Da Licht in roten und infraroten Wellenlängenbereichen den Staub durchdringen
kann, das Licht kürzerer Wellenlängen, wie blaues oder grünes Licht, aber vom
Staub stark gestreut wird, erscheint uns der Stern
rötlich. Ohne den störenden Staub würde er hell und bläulich-weiß strahlen.
Seine Oberflächentemperatur liegt nach Ansicht der Astronomen bei rund 50.000
Grad Celsius. Zum Vergleich: Die Oberfläche der Sonne ist gerade einmal 5.500 Grad Celsius
heiß.
Sterne wie VFTS 682 haben trotz ihrer enormen Masse kein langes Leben: Sie verbrennen
ihren nuklearen Brennstoff mit hoher Geschwindigkeit und könnten am Ende nicht
nur als Supernova explodieren, sondern dabei eventuell sogar einen langen
Gammastrahlen-Blitz oder Gamma-ray Burst aussenden. Ähnliche stellare Riesen
finden sich in relativer Nähe zu VFTS 682, nämlich im bekannten Sternhaufen RMC 136 (oder auch R136).
"Unsere neuen Untersuchungen zeigen, dass VFTS 682 ein nahezu identischer
Zwilling zu einem der Supersterne im Zentrum von R136 ist", erklärt Paco Najarro
vom Centro de Astrobiología im spanischen Madrid, der auch zum Team gehört.

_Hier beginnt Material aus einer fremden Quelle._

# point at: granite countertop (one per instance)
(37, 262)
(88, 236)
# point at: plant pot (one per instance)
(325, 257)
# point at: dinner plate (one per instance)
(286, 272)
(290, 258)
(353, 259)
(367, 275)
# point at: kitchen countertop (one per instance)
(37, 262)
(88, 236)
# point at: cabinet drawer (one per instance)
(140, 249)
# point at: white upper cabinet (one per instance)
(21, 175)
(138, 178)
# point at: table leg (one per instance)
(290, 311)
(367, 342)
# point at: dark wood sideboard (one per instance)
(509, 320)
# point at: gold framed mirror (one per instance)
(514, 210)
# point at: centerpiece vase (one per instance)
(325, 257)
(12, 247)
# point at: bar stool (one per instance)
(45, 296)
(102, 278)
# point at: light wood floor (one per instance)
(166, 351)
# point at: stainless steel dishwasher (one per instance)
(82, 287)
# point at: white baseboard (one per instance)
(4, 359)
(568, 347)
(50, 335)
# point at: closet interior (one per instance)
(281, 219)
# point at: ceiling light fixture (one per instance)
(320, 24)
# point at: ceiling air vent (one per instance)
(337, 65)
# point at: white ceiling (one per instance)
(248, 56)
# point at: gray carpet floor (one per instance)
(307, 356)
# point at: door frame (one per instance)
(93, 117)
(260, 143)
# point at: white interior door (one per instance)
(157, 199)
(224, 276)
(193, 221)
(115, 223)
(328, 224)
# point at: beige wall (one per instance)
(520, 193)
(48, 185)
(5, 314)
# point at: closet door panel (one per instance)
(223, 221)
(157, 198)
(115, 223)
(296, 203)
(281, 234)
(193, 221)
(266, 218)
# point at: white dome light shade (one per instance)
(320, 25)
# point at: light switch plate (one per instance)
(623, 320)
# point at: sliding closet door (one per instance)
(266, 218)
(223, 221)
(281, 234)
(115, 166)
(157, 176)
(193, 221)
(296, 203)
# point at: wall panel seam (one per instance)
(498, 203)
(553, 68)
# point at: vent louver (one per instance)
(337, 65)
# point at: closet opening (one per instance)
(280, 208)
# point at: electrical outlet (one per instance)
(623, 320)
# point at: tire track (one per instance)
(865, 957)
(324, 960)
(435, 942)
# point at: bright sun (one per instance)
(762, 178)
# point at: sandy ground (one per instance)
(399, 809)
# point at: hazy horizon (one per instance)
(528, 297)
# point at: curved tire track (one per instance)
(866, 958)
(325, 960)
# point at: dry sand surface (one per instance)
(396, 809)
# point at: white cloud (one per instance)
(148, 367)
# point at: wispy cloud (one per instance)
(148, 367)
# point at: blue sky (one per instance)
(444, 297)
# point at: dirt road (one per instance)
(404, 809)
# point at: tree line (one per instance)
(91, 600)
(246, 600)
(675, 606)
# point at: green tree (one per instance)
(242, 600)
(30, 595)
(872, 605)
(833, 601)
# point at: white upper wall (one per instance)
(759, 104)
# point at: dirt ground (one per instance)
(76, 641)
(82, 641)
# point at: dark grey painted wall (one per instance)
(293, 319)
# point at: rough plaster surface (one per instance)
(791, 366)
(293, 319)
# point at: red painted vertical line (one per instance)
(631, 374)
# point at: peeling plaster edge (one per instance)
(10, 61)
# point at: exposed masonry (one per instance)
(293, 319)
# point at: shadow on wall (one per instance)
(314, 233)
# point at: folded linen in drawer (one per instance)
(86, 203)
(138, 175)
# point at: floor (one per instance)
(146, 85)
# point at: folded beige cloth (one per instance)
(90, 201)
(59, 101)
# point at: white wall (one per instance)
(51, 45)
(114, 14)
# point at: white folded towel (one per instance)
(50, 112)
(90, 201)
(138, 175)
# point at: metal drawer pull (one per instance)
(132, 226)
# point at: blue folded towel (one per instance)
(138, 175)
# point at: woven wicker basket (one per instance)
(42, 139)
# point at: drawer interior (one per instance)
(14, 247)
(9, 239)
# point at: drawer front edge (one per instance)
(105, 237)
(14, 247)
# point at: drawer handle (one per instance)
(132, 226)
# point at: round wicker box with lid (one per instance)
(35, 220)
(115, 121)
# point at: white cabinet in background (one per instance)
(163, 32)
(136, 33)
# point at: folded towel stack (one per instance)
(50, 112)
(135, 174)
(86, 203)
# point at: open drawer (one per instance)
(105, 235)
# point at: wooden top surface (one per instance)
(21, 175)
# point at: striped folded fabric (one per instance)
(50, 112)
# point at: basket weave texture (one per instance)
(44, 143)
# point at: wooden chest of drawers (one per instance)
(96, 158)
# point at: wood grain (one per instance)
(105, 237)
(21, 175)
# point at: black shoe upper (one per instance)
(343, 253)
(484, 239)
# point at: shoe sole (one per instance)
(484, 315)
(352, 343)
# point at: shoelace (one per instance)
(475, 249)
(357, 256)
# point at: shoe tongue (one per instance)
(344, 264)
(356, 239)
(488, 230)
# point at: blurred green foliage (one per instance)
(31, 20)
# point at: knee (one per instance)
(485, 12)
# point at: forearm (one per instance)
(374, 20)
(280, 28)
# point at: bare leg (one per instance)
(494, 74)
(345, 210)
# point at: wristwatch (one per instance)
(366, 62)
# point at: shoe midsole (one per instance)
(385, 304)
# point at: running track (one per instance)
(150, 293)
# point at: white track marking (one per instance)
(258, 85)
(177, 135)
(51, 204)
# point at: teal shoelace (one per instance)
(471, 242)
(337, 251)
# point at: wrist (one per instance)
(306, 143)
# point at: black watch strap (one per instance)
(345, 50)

Könnte es also sein, dass VFTS 682 auch dort entstanden ist und dann aus dem
Haufen geschleudert wurde? Astronomen wissen zwar, dass so etwas passieren kann, doch
in der Regel nur mit sehr viel masseärmeren Sonnen.
Wenn er aber nicht aus dem Haufen hinauskatapultiert wurde, könnte er dann alleine
entstanden sein? "Es erscheint sehr viel leichter, die größten und
hellsten Sterne in sehr reichen Sternhaufen entstehen zu lassen", gibt Jorick
Vink, ein weiteres Teammitglied vom Armagh Observatory zu bedenken. "Eine
Entstehung in Isolation könnte zwar möglich sein, doch ist diese nur relativ
schwer zu verstehen. Das macht VFTS 682 zu einem sehr faszinierenden Objekt."